Once the big award winner had ended his speech, the long list of names began. We had to slide along the row of seats until at the end, when we had to stand up wait for the head of the department to finish reading our name, then walk forward, be slapped around the head with the hat, supposedly make from the fabric of John Knox’s breeks. We then had receive our certificates from a desk at the side of the stage and join the sliding process again until arrival back at our original seats, when the next row starts sliding. That’s it – I didn’t even get to make a speech. If I ever have to graduate again, my only chance to get more time in the limelight will come if I adopt some middle names, after all, I had sit through your actual Timothy James Benjamin Carter-Stapleton and Jennifer Alexandra Barwick-Mitchell. I ought to get some Scandinavian middle names; “Morten Weighorst Leif Eriksson Peter Bjorn and John” might have allowed me to compete with the others if inserted between my two lonely appellations. Afterwards, the concept of name bingo was discussed; participants shout “House”, probably whilst some genius is being bashed by the hat, when all the names on their official grudguation bingo card have been called out, and the prize is be to promptly set upon and ejected from the ceremony by the guards.

After all the chemistricians had graduated, an American, Prof. Harry Gray, was presented with an honorary doctorate. He was desperate to make a speech and he was reasonably jovial. More names, the graduation choir, more names and another speech from the Vice-Chancellor and the ceremony was over, around 90 minutes after it began. We proceeded out of the ornate McEwan Hall and into the storm.

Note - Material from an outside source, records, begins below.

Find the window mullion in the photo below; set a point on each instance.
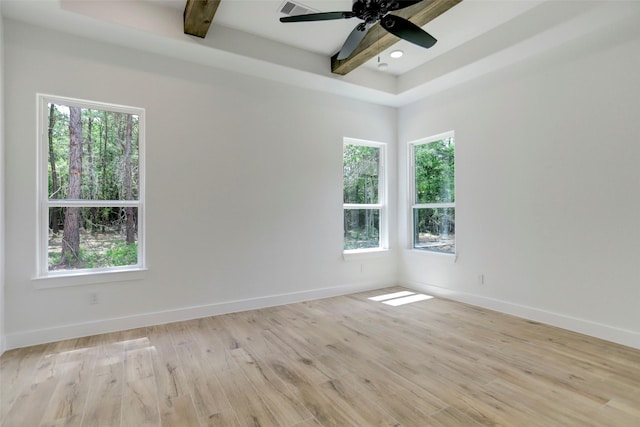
(62, 203)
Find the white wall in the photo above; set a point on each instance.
(547, 175)
(244, 187)
(2, 180)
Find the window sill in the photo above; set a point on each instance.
(441, 255)
(364, 254)
(87, 278)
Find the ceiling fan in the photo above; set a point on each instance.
(370, 12)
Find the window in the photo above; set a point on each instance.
(364, 196)
(91, 187)
(433, 193)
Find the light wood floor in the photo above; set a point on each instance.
(344, 361)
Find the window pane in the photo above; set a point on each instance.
(434, 169)
(92, 154)
(93, 237)
(361, 169)
(434, 229)
(361, 228)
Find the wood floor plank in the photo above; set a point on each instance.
(140, 406)
(343, 361)
(281, 400)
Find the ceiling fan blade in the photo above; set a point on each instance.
(407, 30)
(401, 4)
(322, 16)
(353, 40)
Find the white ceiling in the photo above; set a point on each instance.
(475, 37)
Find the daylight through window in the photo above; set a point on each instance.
(91, 186)
(433, 201)
(364, 196)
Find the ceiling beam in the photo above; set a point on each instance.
(378, 39)
(198, 15)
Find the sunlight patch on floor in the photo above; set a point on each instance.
(391, 296)
(407, 300)
(400, 298)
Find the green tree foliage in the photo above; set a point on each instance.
(105, 137)
(361, 186)
(109, 171)
(434, 227)
(435, 170)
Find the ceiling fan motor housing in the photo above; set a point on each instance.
(371, 11)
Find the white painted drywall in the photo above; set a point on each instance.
(244, 187)
(2, 181)
(547, 175)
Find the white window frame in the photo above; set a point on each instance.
(412, 192)
(383, 238)
(88, 275)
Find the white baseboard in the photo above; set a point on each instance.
(598, 330)
(42, 336)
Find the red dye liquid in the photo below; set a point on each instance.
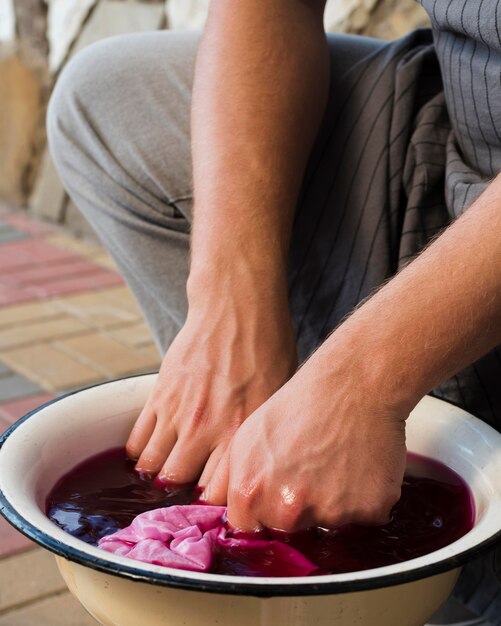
(105, 493)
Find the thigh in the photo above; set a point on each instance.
(118, 127)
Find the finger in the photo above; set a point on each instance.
(212, 463)
(157, 449)
(217, 489)
(243, 511)
(185, 462)
(141, 432)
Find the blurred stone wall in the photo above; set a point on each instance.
(37, 37)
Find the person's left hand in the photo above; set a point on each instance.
(326, 449)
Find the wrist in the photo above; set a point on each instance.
(238, 281)
(372, 362)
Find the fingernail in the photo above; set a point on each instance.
(205, 495)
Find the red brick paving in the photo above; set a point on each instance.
(10, 294)
(30, 252)
(26, 225)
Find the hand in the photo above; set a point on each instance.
(325, 450)
(232, 354)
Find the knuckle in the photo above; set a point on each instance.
(132, 450)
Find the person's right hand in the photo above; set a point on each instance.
(235, 350)
(325, 450)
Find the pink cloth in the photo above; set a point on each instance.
(188, 537)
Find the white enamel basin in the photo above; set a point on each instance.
(45, 444)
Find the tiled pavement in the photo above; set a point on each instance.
(66, 320)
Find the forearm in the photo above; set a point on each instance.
(438, 315)
(260, 90)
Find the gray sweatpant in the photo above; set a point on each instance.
(372, 195)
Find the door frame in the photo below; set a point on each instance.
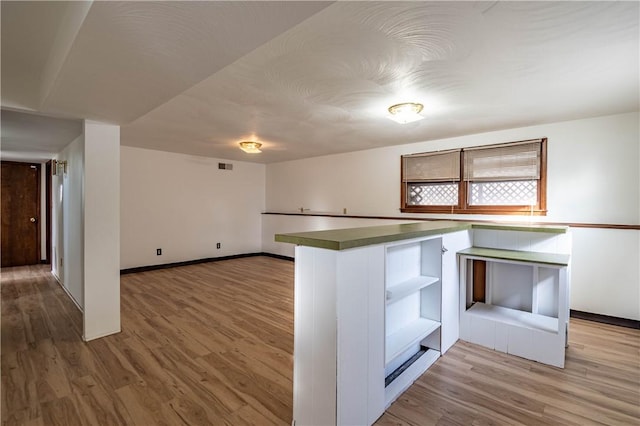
(48, 205)
(38, 167)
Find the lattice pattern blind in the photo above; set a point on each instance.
(432, 167)
(503, 163)
(433, 194)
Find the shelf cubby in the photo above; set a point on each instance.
(408, 287)
(409, 335)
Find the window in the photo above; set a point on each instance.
(498, 179)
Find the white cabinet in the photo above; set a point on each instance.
(362, 315)
(338, 367)
(526, 306)
(413, 290)
(421, 315)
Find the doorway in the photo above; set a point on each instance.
(20, 199)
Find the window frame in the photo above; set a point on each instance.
(463, 207)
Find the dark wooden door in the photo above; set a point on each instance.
(20, 199)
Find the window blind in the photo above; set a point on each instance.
(520, 161)
(432, 167)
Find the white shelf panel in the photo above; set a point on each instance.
(407, 336)
(514, 317)
(405, 288)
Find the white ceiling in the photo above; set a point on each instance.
(314, 78)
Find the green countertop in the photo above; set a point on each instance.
(522, 256)
(341, 239)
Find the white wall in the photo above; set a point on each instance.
(43, 211)
(101, 230)
(68, 231)
(593, 177)
(185, 205)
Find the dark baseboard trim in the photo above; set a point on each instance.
(277, 256)
(606, 319)
(198, 261)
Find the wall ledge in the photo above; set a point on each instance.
(424, 219)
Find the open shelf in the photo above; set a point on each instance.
(412, 285)
(514, 317)
(408, 336)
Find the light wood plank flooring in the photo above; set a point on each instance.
(212, 344)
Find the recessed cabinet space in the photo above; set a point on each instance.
(413, 300)
(515, 302)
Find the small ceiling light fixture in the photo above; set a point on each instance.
(406, 112)
(250, 147)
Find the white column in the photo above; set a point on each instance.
(101, 230)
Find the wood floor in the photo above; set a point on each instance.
(211, 344)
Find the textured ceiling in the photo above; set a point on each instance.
(309, 79)
(33, 137)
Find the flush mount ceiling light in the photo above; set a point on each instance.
(250, 147)
(406, 112)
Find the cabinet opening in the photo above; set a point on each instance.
(403, 367)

I gathered the family; father had thoroughly enjoyed his day, headed for shelter in the Chemistry department reception marquee, had something to drink and had some cake. A while later, we returned to the Kingdom, where, thankfully, they call a spade “a spade” and don’t need other people to wear gowns and bow ties to do so.

It wasn’t the day of the graduates; it was a day for the parents, for them to look on proudly, if they so wished. I wish my conduct during the day was better, I don't usually lose my patience so easily, but given my all my reservations, it was probably the best that could be expected.